Dann hieß es bereits Abschied nehmen. Die Kinder durften nicht mehr in die Tipis zurückkehren, um ihre Sachen zu holen, sondern die Mütter durften ihren Kindern nur noch schnell ein Bündel packen. „Beeilt euch!“, rief der weiße Mann. „Wir wollen vor der Dunkelheit noch bis zum großen Fluss kommen! Jedes Kind erhält von uns einen Beutel mit Proviant.

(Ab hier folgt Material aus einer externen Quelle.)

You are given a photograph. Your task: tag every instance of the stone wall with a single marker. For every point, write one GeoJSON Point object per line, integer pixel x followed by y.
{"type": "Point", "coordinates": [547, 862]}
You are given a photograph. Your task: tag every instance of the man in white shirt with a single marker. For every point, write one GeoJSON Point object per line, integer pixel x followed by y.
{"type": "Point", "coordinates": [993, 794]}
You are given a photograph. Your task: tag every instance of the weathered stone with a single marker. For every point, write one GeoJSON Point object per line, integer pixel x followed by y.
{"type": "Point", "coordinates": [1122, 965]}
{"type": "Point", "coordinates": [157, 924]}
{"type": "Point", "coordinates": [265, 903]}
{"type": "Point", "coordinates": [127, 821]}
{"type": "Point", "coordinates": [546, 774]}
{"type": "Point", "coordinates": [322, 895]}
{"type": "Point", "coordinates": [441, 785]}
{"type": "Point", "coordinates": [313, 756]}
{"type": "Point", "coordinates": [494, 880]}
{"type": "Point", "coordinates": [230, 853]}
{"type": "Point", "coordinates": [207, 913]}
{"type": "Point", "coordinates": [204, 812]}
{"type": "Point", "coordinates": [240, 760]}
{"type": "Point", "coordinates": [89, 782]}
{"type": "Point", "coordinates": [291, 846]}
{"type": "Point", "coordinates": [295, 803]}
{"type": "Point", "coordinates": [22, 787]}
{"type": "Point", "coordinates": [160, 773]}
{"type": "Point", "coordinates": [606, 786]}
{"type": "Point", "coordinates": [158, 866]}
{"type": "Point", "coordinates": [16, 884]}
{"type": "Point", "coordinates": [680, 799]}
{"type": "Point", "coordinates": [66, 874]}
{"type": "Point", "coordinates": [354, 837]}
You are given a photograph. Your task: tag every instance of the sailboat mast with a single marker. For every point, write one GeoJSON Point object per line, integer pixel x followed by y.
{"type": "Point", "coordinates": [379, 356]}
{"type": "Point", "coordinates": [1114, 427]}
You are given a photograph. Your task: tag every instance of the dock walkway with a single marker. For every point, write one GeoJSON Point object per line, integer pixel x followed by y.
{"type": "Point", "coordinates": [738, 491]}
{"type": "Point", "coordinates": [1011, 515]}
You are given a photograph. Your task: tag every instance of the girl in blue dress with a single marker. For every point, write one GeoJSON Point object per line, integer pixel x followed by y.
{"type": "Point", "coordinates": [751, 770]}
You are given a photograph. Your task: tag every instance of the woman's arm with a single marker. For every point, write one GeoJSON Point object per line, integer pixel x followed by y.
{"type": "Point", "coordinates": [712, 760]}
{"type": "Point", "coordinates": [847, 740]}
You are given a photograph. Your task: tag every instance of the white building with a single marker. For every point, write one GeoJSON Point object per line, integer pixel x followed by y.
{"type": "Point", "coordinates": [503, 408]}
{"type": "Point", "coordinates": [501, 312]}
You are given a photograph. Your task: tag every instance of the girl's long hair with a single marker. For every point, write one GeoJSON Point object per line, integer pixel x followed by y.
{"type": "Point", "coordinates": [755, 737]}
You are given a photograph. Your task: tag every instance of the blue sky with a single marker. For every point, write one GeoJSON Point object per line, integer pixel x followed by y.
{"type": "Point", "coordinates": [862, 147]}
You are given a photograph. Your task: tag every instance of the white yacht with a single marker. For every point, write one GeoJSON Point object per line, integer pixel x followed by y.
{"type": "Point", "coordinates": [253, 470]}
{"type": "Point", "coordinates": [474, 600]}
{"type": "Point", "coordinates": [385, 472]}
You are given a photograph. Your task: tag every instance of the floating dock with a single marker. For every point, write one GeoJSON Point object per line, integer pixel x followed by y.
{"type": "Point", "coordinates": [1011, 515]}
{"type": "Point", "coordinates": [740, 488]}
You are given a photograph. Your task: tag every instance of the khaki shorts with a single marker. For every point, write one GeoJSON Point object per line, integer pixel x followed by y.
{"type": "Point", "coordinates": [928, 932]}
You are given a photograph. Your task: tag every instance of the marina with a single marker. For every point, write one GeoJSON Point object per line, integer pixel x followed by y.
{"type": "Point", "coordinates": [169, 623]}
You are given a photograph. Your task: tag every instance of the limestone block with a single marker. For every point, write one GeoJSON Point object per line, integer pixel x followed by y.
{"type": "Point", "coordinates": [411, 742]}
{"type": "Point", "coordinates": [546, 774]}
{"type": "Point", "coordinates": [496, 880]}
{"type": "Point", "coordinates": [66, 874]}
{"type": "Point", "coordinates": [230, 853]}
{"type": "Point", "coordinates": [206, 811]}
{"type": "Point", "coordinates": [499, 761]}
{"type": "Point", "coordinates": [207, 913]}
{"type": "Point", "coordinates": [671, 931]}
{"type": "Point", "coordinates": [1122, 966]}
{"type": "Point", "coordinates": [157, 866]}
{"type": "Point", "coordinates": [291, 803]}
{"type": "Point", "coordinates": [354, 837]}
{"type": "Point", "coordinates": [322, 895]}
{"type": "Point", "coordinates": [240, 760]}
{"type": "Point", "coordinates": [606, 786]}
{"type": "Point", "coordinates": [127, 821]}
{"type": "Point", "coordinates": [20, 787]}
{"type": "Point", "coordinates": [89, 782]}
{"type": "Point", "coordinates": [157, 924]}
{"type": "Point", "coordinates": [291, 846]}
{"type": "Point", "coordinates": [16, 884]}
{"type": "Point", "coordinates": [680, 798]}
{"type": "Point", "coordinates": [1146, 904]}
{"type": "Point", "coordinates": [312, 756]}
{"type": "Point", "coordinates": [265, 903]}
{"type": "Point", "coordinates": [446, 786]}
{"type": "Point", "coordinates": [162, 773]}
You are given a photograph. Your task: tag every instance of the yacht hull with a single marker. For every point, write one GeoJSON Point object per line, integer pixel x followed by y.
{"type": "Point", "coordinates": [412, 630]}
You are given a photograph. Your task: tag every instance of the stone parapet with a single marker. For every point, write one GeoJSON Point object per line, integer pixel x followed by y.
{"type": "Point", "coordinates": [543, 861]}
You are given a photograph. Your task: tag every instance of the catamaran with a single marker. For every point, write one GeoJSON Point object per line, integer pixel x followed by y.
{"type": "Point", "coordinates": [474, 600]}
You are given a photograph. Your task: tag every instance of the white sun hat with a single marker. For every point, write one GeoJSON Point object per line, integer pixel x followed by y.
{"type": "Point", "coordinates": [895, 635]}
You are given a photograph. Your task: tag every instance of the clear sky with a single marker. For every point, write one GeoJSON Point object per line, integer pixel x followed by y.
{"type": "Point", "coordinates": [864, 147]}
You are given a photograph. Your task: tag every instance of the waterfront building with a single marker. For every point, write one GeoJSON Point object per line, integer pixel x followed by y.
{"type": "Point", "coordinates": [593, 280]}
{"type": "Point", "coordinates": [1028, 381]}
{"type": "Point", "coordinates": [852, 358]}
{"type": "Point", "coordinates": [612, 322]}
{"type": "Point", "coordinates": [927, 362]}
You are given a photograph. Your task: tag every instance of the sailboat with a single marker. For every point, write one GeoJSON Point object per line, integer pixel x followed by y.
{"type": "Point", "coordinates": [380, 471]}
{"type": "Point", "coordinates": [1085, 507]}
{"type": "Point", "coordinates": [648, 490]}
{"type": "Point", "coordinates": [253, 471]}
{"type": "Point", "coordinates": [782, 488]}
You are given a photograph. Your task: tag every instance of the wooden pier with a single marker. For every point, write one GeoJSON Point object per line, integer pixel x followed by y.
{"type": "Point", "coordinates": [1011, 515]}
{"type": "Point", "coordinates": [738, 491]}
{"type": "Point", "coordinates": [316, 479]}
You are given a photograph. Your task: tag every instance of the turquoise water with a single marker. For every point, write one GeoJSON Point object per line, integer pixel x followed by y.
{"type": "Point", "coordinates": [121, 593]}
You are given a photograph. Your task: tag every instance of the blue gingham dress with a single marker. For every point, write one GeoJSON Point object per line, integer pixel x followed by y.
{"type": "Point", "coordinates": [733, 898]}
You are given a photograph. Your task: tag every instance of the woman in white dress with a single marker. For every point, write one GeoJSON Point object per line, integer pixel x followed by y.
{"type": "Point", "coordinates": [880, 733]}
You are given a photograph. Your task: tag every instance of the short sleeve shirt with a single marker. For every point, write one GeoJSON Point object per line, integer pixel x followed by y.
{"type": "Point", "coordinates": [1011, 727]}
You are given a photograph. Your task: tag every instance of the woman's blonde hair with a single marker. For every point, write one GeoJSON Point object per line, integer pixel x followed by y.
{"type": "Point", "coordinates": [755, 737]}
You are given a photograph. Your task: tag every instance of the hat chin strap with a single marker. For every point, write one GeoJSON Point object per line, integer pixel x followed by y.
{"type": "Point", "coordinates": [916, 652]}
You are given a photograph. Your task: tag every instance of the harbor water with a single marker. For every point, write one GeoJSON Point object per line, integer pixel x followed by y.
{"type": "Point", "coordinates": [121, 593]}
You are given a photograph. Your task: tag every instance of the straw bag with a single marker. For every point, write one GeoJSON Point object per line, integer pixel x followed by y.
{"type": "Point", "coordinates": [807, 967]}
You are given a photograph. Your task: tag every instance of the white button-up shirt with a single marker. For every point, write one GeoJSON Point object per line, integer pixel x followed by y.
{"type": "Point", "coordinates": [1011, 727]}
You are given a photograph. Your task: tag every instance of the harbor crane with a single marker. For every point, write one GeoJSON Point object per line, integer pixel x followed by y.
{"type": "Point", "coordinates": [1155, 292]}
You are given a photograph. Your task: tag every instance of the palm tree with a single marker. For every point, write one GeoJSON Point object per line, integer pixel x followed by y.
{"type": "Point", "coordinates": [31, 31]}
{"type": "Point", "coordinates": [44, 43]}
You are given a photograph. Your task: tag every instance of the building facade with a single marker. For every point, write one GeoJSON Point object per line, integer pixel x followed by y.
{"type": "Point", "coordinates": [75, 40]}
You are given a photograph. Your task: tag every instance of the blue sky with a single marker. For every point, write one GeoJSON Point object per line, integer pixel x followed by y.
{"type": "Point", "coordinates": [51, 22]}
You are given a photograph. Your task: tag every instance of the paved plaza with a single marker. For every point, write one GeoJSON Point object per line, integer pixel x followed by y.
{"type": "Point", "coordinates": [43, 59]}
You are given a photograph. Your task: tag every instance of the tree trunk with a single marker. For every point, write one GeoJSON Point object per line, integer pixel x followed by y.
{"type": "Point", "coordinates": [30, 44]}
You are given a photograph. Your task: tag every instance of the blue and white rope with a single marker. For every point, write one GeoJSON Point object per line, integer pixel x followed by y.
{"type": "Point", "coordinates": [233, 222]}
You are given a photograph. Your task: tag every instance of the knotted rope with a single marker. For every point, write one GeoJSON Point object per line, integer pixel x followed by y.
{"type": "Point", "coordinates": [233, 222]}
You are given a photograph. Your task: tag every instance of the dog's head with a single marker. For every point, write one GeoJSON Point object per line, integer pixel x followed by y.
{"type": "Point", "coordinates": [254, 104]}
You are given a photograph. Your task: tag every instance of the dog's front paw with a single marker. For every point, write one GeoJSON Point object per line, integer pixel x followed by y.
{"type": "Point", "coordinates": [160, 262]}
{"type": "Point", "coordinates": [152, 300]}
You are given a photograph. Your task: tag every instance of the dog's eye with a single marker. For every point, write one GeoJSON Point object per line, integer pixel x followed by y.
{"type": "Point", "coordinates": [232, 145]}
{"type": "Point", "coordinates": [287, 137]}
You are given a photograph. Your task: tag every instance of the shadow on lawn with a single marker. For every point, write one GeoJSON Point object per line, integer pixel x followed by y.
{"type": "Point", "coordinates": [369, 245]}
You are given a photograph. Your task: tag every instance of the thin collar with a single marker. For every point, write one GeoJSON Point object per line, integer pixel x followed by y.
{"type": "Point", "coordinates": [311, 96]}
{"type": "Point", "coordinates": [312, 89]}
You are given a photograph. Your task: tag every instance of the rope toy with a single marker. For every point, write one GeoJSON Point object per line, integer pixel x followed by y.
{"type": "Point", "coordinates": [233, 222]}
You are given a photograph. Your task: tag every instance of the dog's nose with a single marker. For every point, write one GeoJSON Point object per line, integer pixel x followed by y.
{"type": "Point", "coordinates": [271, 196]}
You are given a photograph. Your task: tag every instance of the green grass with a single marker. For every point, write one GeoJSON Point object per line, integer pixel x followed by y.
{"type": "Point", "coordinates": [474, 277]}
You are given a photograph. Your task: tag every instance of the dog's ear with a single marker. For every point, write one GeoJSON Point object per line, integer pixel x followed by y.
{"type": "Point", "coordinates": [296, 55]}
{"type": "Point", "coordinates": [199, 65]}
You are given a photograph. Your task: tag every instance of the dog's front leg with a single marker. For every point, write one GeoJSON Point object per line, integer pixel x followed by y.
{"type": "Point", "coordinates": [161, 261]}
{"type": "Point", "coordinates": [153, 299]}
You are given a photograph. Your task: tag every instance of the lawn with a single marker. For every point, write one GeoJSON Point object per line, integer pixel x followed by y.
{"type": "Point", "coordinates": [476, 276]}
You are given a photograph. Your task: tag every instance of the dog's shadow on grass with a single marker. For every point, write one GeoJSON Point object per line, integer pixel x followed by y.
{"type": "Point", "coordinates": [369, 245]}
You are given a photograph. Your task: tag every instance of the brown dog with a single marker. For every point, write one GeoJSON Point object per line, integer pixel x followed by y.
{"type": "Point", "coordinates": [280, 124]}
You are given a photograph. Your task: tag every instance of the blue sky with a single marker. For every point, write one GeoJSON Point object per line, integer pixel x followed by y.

Ihr müsst ihnen nichts mitgeben.“ Vom Wagen holte er die Beutel und verteilte sie an die Kinder. Grauer-Wolf nahm es in die Hände und drückte es gegen seine Brust. Sein Herz drohte zu zerspringen vor Angst und Trauer. Er wollte nicht weg! Dieser Gedanke rauschte in seinem Kopf. Er wollte nicht weg! Er ließ den Beutel einfach fallen und rannte so schnell er konnte aus dem Dorf. Seine Zöpfe flogen, als er versuchte, den Bach zu erreichen. Vielleicht konnte er sich dort verstecken, bis der weiße Mann weg war. Er keuchte vor Angst, als er bemerkte, dass ihn zwei Männer verfolgten. Die Canksa-yuha! Diese Verräter! Kurz vor dem Bach holten sie ihn ein und drehten ihm den Arm auf den Rücken. Es tat weh! „Hör auf!“, brüllten sie ihn an, als er versuchte sich zu befreien. Grauer-Wolf keuchte, aber er weinte nicht, obwohl sein Herz vor Trauer brach. Es hatte keinen Sinn! Die Lagerpolizei würde ihn wieder erwischen! Hilfesuchend sah er sich nach seinen Eltern um, die am Wagen standen und bereits das Bündel für ihn gepackt hatten. Sie machten keinen Versuch, ihm zu helfen, sondern hatten sich mit der Situation abgefunden. Er schluckte die Tränen hinunter und gab den Widerstand auf. Wenn seine Eltern es aushielten, dann würde er es auch überstehen. Mit einem dankbaren Nicken nahm er das Bündel entgegen, das seine Mutter ihm gepackt hatte, dann sah er seinem Vater in die Augen. „Denk immer daran, dass du ein Lakota bist!“, flüsterte dieser in sein Ohr. „Komm zurück, wenn du kannst. Dann finden wir einen Weg für unsere Familie.“
Grauer-Wolf lächelte. Ja, er würde einen Weg finden, zu ihnen zurückzukehren! Nun hatte er keine Angst mehr. Er war Lakota und die Ahnen würden ihn schützen. Kurz umarmte er seine Eltern, dann bückte er sich zu seiner kleinen Schwester und drückte sie ganz kurz an sich. „Ich kehre zurück, kleine Schwester. Und dann sorge ich dafür, dass du nicht gehen musst!“ Es war ein Versprechen.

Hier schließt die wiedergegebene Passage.